'2,000 ft above worry level' by Eamonn Marra
Eamonn Marra first caught my attention with a brilliant essay on The Spinoff, titled ‘everybody says you should ask for help, but what happens when you do? Wow. Honest, shocking, and memorably well written.
My next encounter with Eamonn Marra was at the 2020 Nelson Pukapuka talks. He was in conversation with Ro Cambridge, facilitator, and Lil O’Brien, talking about the balance between tragedy and comedy in real life.
Depression is not funny, nor is being rejected by your parents for being gay. How do you connect to the reader, draw attention to a challenging topic through comedy?
The conversation inspired me sufficiently to purchase both books; see my review of Lil O’Brien’s ‘Not that I’d kiss a girl’.
Comedy and I are not on good terms. Comedians often talk fast, which is difficult with my shabby hearing. Comedy is too often at the expense of other people. It’s easy to laugh about others, but, as I’d been the butt of other people’s jokes as a child too often, I just don’t like it.

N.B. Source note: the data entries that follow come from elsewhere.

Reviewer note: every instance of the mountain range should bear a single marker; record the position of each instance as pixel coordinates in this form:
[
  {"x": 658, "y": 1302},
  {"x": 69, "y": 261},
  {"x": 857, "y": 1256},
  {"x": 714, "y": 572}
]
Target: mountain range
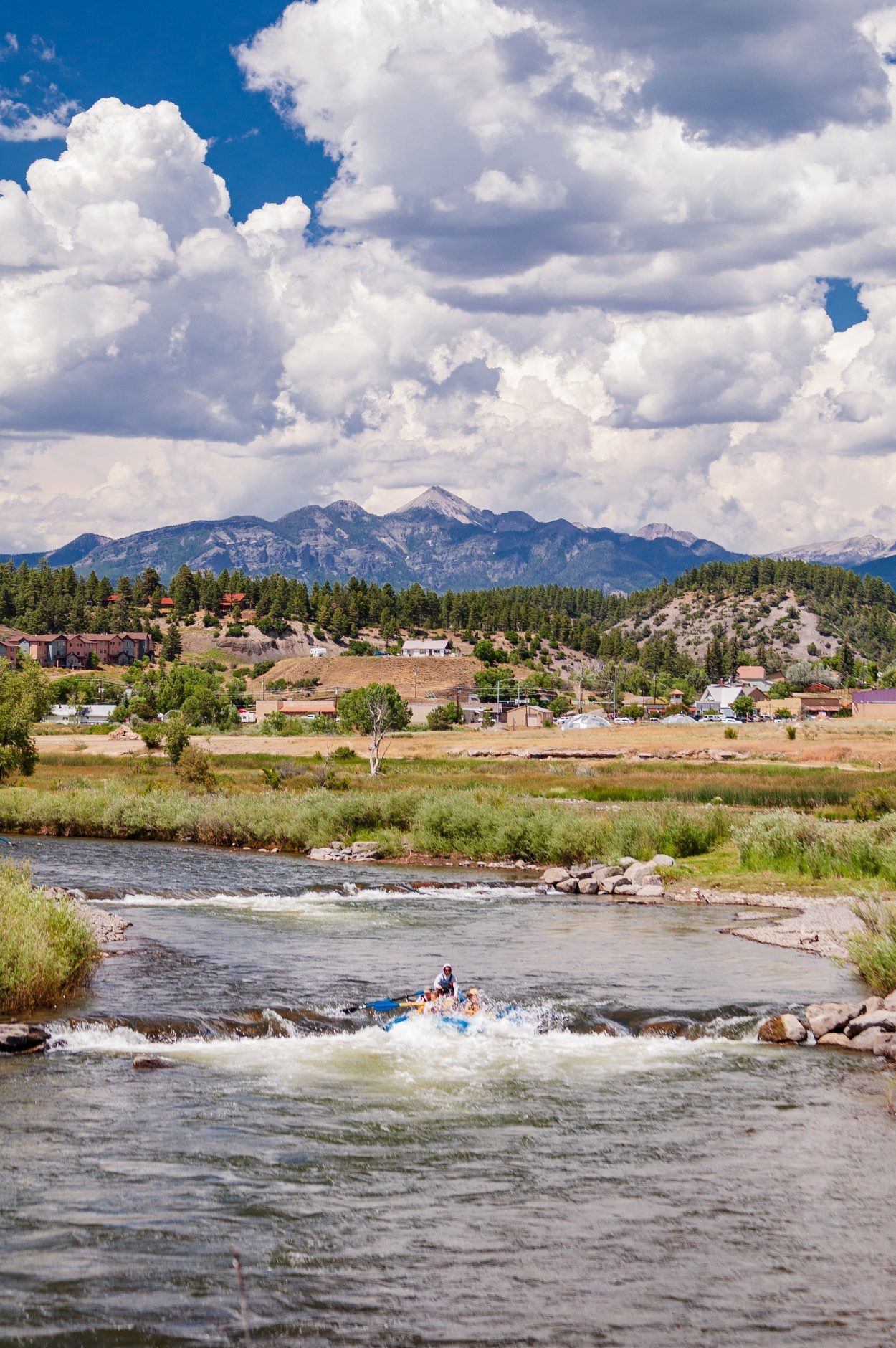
[{"x": 437, "y": 539}]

Eamonn Marra pokes fun at himself. With dry humour he describes how depression looks for him. The withdrawal from the world, into a dark room. Shutting out his flatmates and relating to characters on the internet. Obsession. The refusal to address real life challenges of increasing debt and the inability to address those challenges. Later in the book he writes about his desire to get out of the mess, and the challenges that creates. Unable to pay rent he moves in with his mother, painting a fence instead of paying rent. His quiet hope of connection fails - his mother posts about her son on the internet yet is unavailable for a conversation. Any conversation, not just a meaningful connection..
Each of the short chapters details one aspect of his depression, and what lies beneath that often used, sometimes misused word. He challenges and provokes - the opening essay is about internet sex. He takes us to the dark sad places of the internet, and into his mind how he experiences them. He writes about his food habits. I’d be depressed too if I had to survive on his chosen diet. He writes about his obsession with a wart on his hand, and how he deals with it. In all detail, which is pain inducing just reading it, and gross.
Eamonn Marra can write - detail, detail, detail, his writing skills make the unpalatable subject matter entertaining. The book deserves its place on the long list of the 2021 Ockham book awards - in the fiction category, as while he’s mining his experience he assures that the content of this book is fiction.
This book made me cringe. It made me laugh. It provoked new ways of thinking. It stays in my mind months after I finished reading it. Yes, highly recommended.
Eamonn Marra was interviewed on Radio NZ. He decided to move on from mining his depression for his art - I’m looking forward to his next book; I wonder what the topic will be?